Par Franc Muller – Avocat droit du travail, Paris

 

Les injures publiées sur les réseaux sociaux sont passibles de sanctions

Les réseaux sociaux sont utilisés quotidiennement par de nombreux salariés qui y expriment parfois la difficulté de leurs relations professionnelles et servent ainsi de support au mécontentement qu’ils ressentent envers leur employeur.

Ces écrits nécessitent quelques précautions et l’usage d’une certaine modération, au risque d’exposer leur auteur à de sévères sanctions.

On se souvient en effet d’une décision importante de la Cour de cassation ayant condamné une salariée pour injures non publiques après qu’elle ait affublé de noms d’oiseaux son ancien employeur sur sa page Facebook.

Celui-ci n’avait guère apprécié et avait demandé, et obtenu, réparation en justice (Cass. 1ère civ. 10 avril 2013 n° 11-19530).

La qualification d’injure non publique, qui avait été retenue, résultait du fait que le compte Facebook de l’intéressée présentait un caractère privé, réservé aux seules personnes (« amis ») qu’elle avait admises.

Une diffusion publique, si la page litigieuse avait été accessible à tous, aurait probablement permis de retenir la qualification d’injure publique, avec pour conséquence une lourde aggravation de la sanction applicable.

On peut en outre concevoir qu’une procédure de licenciement soit engagée à l’égard d’un salarié insultant publiquement son employeur sur les réseaux sociaux.

Il est donc vivement recommandé de s’abstenir d’écrire des propos outrageants ou insultants envers ses responsables hiérarchiques, son employeur et même ses collègues de travail.

Mais l’employeur n’est pas fondé à accéder et à produire des messages personnels relevant de la vie privée du salarié

Cela étant, l’employeur n’est pas fondé pour sa part à s’appuyer, par tout moyen, sur les propos tenus par un salarié sur sa page Facebook pour engager à son encontre une procédure disciplinaire ou le licencier.

Les modes de preuve en matière prud’homale se heurtent à la barrière de la vie privée du salarié et l’employeur n’est pas autorisé à produire des éléments y portant atteinte.

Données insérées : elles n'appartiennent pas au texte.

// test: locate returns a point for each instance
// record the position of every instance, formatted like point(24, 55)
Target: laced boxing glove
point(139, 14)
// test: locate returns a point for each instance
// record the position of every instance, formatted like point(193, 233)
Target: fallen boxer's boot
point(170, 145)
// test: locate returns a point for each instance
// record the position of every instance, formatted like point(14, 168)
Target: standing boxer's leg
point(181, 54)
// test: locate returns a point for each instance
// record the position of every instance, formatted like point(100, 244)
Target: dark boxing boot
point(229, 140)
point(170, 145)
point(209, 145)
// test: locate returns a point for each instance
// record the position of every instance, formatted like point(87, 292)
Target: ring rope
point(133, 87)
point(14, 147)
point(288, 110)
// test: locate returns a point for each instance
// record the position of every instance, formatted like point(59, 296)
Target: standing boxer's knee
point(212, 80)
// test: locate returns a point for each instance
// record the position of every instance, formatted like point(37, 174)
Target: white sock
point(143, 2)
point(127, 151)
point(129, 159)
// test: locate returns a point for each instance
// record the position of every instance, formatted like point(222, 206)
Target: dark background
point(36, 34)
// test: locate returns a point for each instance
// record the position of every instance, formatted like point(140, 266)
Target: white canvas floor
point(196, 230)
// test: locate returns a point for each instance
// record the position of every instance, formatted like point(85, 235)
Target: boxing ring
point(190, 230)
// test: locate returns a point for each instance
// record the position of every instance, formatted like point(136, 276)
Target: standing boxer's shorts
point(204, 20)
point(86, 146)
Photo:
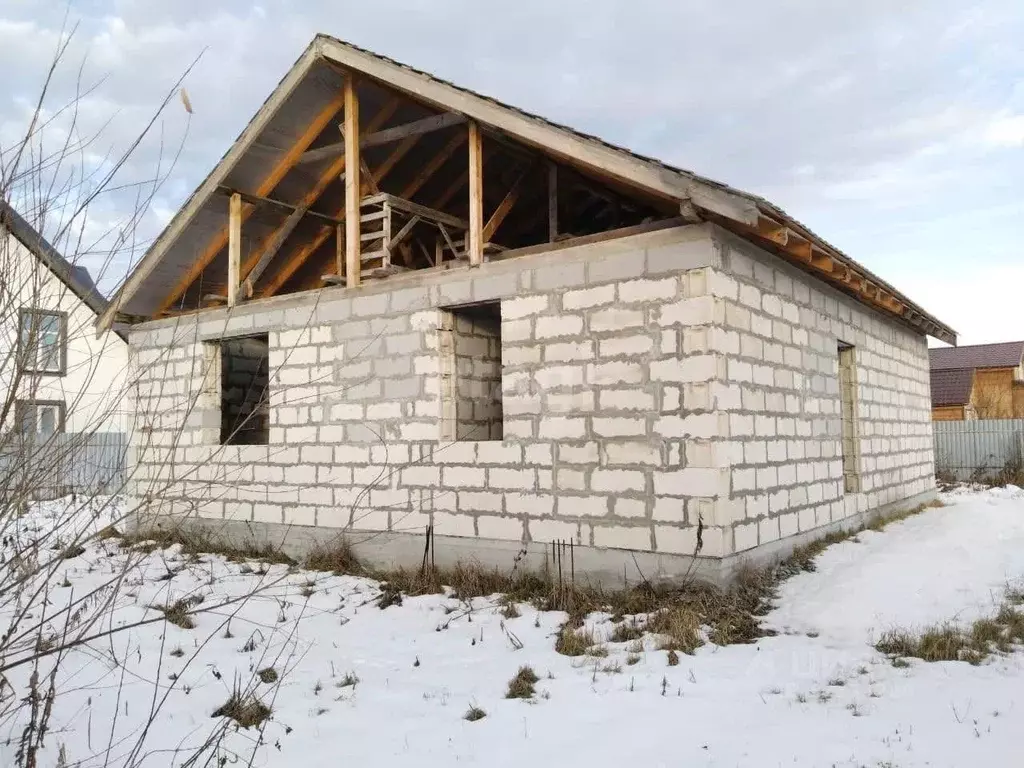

A ce titre, il ne peut évidemment pas accéder aux messages personnels émis à partir de l’ordinateur ou du téléphone personnels du salarié, ni au contenu qui y est stocké.

Pas davantage qu’il ne peut produire dans un litige prud’homal des pièces qu’il s’est procuré par un moyen détourné, qui porteraient atteinte à la vie privée du salarié.

C’est ce qu’a opportunément jugé la Chambre sociale de la Cour de cassation, confirmant la condamnation d’un employeur au paiement de dommages intérêts pour atteinte à la vie privée d’une salariée.

Des extraits de page Facebook obtenues dans des circonstances illicites portent atteinte à la vie privée du salariée

L’affaire concernait une salariée qui avait pris acte de la rupture de son contrat de travail en raison des graves manquements qu’elle reprochait à son employeur.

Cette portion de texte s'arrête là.